For Navy wife Michelle Cloud, it is "a bittersweet occasion."
"They deserve to be back," she said of the frigate Reuben James, which left island waters last August. "But there are those still out there fighting ... and we know what they and their families are going through."
Cloud, whose husband, Petty Officer Palae Cloud, is on his third overseas deployment, said she and her children -- Jayden, 5, and Jazmyn, 9 -- just two nights ago drafted a list of what they want to do when Daddy gets home. It takes up half of a yellow legal pad.
"It ranges all the way from going to Hawaiian Waters Park," Cloud said, "to giving him a lot of hugs and kisses to having him read them a bedtime story."
Cloud said her son, Jayden, is especially proud of just having learned to read.
"Now he wants to read his father a bedtime story."
Cloud said there were at least 15 e-mails on her computer yesterday morning, and she had to field a half-dozen phone calls, several from relatives on the mainland, all wanting to know what it means that the aircraft carrier USS Abraham Lincoln was leaving the Persian Gulf.
The Reuben James and destroyer USS Paul Hamilton were part of the seven-warship flotilla protecting the Lincoln.
"It feels amazing," said Cloud, who recalls similar feelings 12 years ago when her husband served on another frigate during the 1991 Desert Storm campaign.
"It was a great day, from watching the news on television of the end of Saddam's regime to learning that Reuben James is finally coming home."
The Lincoln has been at sea longer than any U.S. carrier group now on duty, and this weekend finally received orders to be relieved by the USS Nimitz battle group. The trip from the Persian Gulf to Hawaii will take about a month, with the Lincoln expected to spend a few days here before heading to its home at Everett Naval Station in Washington.

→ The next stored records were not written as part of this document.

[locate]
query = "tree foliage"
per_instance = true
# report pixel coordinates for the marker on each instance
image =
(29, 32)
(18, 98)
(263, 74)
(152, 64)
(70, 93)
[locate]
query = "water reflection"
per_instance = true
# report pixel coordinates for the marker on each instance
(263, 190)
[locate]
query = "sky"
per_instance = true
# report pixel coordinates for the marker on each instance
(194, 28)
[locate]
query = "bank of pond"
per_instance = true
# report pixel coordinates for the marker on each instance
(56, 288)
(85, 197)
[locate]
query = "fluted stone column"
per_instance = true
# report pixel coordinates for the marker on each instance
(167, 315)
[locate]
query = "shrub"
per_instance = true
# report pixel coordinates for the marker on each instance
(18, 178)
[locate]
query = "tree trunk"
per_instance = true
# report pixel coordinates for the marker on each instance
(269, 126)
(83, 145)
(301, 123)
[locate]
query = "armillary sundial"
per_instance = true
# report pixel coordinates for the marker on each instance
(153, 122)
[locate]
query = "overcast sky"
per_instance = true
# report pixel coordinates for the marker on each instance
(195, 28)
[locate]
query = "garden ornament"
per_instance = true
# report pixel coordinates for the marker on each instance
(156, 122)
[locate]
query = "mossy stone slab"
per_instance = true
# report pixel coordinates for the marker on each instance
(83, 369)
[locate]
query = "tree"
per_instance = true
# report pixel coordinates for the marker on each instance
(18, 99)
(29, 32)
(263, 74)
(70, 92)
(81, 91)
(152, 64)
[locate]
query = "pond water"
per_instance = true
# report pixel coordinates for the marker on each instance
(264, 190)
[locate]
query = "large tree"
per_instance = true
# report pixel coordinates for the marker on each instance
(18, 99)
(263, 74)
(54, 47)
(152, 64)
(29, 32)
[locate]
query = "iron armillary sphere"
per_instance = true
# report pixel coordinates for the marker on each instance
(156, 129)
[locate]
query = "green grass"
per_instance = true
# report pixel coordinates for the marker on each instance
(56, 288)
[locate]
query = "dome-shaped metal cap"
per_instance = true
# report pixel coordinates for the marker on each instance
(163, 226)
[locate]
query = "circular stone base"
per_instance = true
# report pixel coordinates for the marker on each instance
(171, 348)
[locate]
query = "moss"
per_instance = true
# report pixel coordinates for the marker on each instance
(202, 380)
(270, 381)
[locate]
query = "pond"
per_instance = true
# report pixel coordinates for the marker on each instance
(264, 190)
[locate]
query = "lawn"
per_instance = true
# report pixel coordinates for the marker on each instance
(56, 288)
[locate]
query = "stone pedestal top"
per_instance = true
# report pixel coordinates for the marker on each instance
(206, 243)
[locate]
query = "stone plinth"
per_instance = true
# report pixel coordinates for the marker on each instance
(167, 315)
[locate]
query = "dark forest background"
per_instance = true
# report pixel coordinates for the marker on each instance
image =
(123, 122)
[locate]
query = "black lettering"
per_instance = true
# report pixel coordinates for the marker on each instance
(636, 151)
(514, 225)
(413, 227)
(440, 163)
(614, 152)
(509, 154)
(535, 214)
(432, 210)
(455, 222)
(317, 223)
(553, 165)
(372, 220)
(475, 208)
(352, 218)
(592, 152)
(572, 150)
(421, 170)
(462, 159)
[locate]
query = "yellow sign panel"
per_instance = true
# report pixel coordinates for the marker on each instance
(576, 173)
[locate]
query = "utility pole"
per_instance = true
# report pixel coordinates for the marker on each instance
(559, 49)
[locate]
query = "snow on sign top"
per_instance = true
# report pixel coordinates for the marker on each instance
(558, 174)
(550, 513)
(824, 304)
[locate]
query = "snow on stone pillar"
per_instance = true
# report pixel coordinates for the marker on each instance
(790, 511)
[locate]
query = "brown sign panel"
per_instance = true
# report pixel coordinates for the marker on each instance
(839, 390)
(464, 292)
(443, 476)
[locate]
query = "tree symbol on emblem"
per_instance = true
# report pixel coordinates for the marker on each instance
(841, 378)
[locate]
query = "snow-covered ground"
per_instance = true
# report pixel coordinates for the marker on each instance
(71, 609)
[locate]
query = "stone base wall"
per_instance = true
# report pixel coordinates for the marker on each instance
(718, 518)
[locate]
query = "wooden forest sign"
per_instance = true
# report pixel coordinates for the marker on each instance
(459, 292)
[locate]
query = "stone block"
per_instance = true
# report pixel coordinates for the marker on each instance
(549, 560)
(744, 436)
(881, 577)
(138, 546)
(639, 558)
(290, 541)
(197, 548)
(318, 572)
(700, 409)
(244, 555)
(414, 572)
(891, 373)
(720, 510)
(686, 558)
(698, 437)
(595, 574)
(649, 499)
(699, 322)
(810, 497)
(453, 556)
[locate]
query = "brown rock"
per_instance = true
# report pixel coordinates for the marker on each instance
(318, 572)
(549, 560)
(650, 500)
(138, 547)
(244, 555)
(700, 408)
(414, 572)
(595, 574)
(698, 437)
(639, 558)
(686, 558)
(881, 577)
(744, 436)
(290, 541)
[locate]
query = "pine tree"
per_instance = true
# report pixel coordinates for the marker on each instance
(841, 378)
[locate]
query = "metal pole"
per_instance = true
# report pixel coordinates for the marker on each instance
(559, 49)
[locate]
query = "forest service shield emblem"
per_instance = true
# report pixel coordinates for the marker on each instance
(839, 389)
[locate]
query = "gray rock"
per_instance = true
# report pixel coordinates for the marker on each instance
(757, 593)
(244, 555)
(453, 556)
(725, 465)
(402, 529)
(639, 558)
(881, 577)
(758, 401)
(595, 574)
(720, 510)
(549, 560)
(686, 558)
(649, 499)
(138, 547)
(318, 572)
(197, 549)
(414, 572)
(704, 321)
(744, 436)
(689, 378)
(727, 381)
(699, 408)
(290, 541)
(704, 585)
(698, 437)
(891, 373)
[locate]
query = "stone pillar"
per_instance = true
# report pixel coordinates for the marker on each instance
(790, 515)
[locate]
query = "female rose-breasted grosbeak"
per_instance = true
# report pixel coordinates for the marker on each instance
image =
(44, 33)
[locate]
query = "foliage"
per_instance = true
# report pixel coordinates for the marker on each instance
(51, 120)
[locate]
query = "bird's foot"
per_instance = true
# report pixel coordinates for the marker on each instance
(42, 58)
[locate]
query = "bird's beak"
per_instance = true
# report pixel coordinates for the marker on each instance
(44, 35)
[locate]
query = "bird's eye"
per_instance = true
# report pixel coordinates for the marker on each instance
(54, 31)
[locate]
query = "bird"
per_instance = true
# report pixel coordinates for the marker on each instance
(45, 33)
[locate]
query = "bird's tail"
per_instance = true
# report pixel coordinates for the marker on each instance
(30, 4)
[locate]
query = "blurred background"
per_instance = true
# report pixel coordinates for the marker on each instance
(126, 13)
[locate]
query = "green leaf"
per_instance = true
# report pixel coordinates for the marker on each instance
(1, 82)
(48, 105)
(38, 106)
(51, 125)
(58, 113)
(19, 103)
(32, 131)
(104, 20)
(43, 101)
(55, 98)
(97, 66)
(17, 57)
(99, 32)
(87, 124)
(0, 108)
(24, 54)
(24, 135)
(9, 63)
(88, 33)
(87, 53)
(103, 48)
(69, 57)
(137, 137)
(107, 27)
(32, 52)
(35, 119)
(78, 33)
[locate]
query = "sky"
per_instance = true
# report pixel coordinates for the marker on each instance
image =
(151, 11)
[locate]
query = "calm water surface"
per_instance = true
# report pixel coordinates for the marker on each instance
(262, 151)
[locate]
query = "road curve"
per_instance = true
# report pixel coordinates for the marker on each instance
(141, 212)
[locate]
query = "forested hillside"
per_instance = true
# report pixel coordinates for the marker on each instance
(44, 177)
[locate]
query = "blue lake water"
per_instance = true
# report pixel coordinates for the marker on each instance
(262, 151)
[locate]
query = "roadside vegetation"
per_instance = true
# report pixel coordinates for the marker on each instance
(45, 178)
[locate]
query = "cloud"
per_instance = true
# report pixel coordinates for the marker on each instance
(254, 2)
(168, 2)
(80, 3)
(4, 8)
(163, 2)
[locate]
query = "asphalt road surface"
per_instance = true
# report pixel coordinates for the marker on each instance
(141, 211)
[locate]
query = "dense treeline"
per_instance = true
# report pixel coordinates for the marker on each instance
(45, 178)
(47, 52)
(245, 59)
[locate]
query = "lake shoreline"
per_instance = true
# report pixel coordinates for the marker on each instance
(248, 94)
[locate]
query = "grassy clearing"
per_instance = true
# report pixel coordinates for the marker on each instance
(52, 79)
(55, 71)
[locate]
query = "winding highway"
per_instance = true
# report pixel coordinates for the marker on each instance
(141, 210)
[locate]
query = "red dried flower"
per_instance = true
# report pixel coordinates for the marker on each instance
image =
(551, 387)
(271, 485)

The cruiser USS Chosin from Pearl Harbor is part of the Nimitz battle group.
The Paul Hamilton and Reuben James left Pearl Harbor Aug. 2 and joined up with the Lincoln battle group, which was preparing to return home when its orders were reversed on New Year's Day and it was sent to the Persian Gulf.
Also part of the Lincoln battle group at one time was the Los Angeles-class attack submarine USS Cheyenne, which left Pearl Harbor on July 31. As policy, the Navy no longer reveals where or how its nuclear submarines are deployed, but that sub also is believed to be homeward bound.

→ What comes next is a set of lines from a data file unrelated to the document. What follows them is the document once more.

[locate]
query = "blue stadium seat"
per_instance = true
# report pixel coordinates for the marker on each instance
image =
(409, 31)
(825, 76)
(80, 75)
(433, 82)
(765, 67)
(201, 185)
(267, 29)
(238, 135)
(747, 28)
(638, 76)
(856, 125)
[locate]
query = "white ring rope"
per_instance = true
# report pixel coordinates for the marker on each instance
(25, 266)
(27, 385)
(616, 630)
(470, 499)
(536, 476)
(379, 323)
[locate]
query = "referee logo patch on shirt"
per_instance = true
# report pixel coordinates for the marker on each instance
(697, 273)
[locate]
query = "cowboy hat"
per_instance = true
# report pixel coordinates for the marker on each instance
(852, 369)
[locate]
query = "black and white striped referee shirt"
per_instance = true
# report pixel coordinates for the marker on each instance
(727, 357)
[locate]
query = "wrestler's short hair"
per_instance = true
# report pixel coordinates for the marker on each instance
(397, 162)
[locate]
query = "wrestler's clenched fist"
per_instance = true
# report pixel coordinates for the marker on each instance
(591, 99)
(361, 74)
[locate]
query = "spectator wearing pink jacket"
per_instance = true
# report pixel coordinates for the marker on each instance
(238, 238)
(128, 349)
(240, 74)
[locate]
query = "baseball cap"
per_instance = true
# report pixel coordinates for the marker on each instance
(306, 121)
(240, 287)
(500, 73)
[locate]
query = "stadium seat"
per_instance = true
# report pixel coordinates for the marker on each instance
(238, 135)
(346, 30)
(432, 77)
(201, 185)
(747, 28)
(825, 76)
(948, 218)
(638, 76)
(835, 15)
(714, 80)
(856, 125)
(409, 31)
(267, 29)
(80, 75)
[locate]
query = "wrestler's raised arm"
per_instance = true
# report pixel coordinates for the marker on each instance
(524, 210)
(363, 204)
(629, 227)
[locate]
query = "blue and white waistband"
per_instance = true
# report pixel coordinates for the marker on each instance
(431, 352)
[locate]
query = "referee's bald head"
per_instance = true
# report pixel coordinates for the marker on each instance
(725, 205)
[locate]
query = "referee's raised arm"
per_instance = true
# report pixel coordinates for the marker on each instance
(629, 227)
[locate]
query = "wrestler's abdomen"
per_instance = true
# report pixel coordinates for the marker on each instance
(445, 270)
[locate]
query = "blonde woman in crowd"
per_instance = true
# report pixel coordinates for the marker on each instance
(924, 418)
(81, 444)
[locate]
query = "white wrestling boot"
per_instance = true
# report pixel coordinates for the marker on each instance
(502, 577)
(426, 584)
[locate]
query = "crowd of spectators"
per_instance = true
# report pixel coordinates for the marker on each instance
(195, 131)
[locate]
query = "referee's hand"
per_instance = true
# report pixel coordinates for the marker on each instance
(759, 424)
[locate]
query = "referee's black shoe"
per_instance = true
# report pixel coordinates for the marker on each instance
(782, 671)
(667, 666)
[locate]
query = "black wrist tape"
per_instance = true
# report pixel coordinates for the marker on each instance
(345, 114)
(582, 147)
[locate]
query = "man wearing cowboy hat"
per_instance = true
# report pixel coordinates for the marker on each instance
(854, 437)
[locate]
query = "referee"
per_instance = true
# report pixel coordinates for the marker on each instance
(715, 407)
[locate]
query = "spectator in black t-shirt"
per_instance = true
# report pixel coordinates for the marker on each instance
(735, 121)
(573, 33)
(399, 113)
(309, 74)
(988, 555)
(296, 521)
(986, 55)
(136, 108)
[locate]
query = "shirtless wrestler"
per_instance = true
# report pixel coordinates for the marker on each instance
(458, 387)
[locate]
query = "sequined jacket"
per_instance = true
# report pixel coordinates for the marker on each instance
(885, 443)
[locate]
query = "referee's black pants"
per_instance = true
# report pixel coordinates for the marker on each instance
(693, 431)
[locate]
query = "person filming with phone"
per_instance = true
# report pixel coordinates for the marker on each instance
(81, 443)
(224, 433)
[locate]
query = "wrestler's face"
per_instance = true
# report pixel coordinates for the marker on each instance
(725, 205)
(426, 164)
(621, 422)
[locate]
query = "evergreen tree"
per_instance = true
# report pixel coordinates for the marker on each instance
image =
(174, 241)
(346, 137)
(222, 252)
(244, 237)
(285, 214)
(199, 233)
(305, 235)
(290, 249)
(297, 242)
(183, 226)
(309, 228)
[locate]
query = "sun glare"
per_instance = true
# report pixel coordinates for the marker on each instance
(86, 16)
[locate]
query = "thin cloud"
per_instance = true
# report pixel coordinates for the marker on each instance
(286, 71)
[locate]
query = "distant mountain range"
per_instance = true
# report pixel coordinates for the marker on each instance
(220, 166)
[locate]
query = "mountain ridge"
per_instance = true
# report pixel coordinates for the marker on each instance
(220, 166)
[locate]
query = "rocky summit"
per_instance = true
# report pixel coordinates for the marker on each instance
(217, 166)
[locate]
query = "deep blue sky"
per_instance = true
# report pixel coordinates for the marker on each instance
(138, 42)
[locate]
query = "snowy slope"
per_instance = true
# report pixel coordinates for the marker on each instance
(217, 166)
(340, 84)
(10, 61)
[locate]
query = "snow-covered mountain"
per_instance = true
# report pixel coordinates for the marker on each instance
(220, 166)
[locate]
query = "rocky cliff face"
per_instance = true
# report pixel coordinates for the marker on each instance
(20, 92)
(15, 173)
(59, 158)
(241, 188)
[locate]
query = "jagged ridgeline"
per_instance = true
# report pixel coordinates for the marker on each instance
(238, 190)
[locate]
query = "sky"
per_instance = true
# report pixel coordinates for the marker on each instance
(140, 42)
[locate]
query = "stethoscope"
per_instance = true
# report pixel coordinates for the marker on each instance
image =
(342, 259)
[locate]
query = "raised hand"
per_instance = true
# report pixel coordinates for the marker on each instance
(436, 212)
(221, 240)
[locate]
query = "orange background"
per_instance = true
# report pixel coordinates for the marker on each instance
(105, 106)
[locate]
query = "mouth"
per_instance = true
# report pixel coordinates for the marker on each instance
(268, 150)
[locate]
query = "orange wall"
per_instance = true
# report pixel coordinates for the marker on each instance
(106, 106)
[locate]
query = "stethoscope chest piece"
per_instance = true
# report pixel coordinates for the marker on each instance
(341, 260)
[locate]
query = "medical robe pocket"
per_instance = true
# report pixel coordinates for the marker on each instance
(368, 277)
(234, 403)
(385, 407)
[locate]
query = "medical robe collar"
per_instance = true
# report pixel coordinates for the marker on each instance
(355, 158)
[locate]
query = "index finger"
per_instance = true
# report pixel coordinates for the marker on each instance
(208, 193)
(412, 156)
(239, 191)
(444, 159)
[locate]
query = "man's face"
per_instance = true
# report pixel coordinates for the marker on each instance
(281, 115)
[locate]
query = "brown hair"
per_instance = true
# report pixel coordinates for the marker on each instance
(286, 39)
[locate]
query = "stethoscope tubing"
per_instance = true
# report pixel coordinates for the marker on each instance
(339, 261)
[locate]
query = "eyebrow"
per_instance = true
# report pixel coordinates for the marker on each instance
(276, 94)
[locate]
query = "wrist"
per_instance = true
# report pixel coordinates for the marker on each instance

Both the Cheyenne and the Paul Hamilton were among the 30 U.S. Navy and coalition warships and submarines that launched Tomahawk missiles on March 22 shortly before the ground attack on Iraq began.

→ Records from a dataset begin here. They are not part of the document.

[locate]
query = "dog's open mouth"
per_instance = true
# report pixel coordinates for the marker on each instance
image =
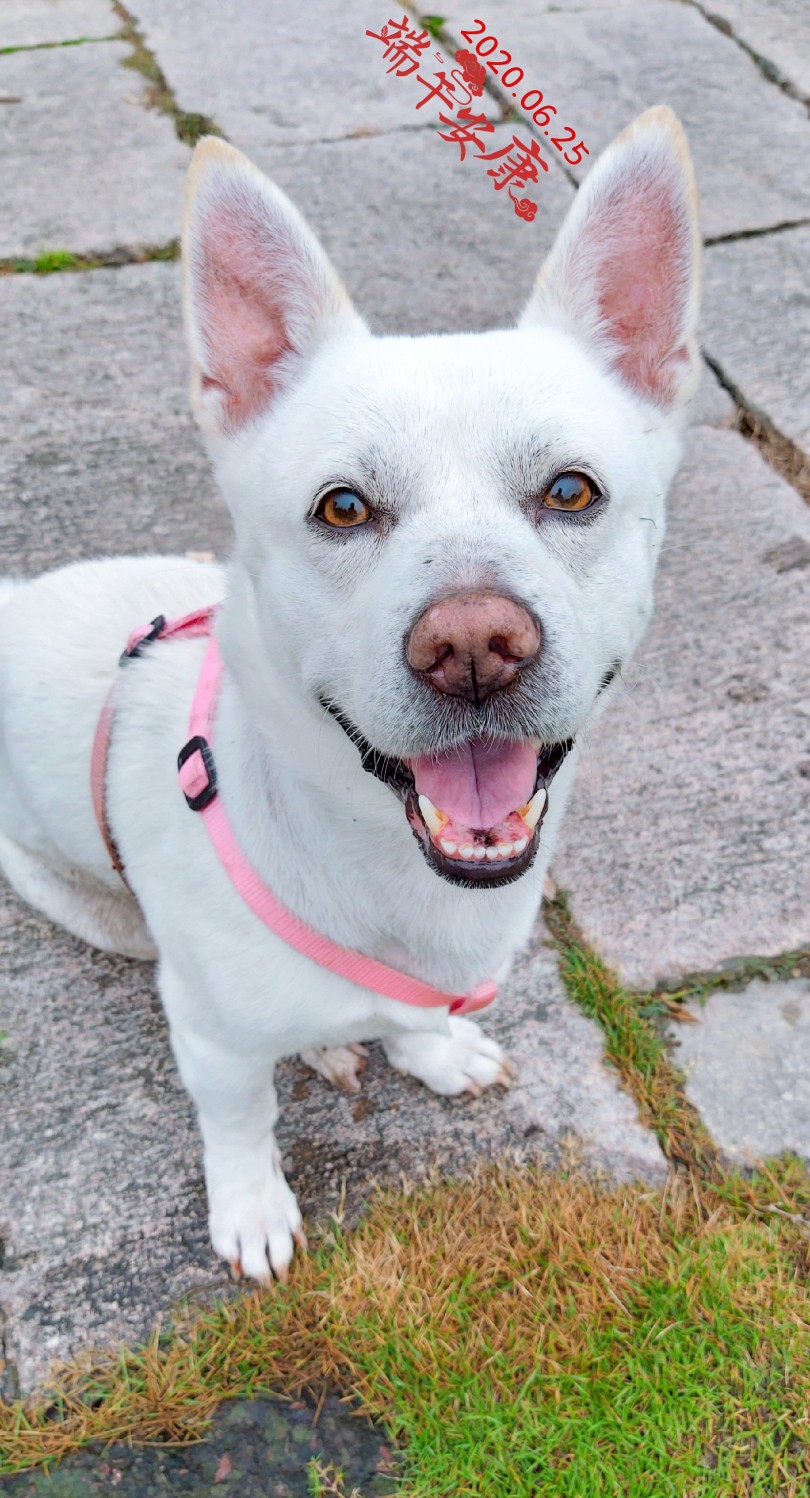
(476, 811)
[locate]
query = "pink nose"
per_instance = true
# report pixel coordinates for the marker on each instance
(472, 644)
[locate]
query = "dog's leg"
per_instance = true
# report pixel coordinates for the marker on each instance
(463, 1061)
(253, 1217)
(107, 920)
(340, 1064)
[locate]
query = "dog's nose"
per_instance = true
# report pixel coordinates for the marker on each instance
(472, 644)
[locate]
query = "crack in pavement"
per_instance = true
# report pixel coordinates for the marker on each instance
(779, 451)
(765, 66)
(756, 234)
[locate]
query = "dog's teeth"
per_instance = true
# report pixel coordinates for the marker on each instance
(434, 820)
(533, 809)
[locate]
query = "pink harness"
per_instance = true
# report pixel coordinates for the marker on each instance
(198, 782)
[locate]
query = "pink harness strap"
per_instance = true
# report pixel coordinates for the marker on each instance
(198, 781)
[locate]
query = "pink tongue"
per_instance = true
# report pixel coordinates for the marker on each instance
(478, 784)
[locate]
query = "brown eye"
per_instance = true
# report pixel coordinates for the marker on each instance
(343, 508)
(571, 492)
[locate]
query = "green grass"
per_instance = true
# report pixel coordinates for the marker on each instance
(51, 262)
(524, 1335)
(48, 47)
(189, 126)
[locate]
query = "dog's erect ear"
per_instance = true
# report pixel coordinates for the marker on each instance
(259, 291)
(625, 270)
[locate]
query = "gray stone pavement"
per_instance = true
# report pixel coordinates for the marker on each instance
(599, 66)
(99, 168)
(687, 841)
(774, 30)
(104, 1205)
(756, 325)
(687, 838)
(753, 1095)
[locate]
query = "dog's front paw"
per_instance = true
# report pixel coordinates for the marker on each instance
(255, 1226)
(340, 1064)
(463, 1061)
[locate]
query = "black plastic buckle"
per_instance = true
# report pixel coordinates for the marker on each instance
(208, 791)
(157, 626)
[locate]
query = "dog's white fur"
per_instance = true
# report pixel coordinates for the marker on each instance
(294, 394)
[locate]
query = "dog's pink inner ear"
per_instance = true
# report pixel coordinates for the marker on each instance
(643, 246)
(241, 315)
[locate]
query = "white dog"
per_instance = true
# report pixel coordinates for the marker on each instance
(445, 555)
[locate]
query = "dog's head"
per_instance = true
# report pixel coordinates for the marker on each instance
(449, 541)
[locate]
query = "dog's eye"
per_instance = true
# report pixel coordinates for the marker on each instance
(343, 508)
(571, 492)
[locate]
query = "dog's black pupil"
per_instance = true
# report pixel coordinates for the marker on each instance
(568, 489)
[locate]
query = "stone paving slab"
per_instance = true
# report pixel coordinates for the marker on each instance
(421, 238)
(604, 66)
(98, 447)
(687, 838)
(259, 1449)
(104, 1211)
(776, 30)
(30, 23)
(756, 325)
(747, 1067)
(95, 167)
(274, 84)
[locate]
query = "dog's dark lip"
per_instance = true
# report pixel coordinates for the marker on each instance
(397, 775)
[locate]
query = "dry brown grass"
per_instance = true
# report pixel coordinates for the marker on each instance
(500, 1301)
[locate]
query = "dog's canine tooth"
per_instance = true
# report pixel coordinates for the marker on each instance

Therese Lester, whose husband, Cmdr. Edward Lester, took over command of the 445-foot Reuben James a few days after the Sept. 11, 2001, terrorist attacks, said last week that her husband's ship had been at sea for more than 240 continuous days without a port visit.
She said that her husband, who is on his eighth deployment, described the morale of the crew as being very high.
Since the Reuben James left Pearl Harbor, at least five sailors have become fathers. "Two babies were born within a week of the ship leaving here," Therese Lester said.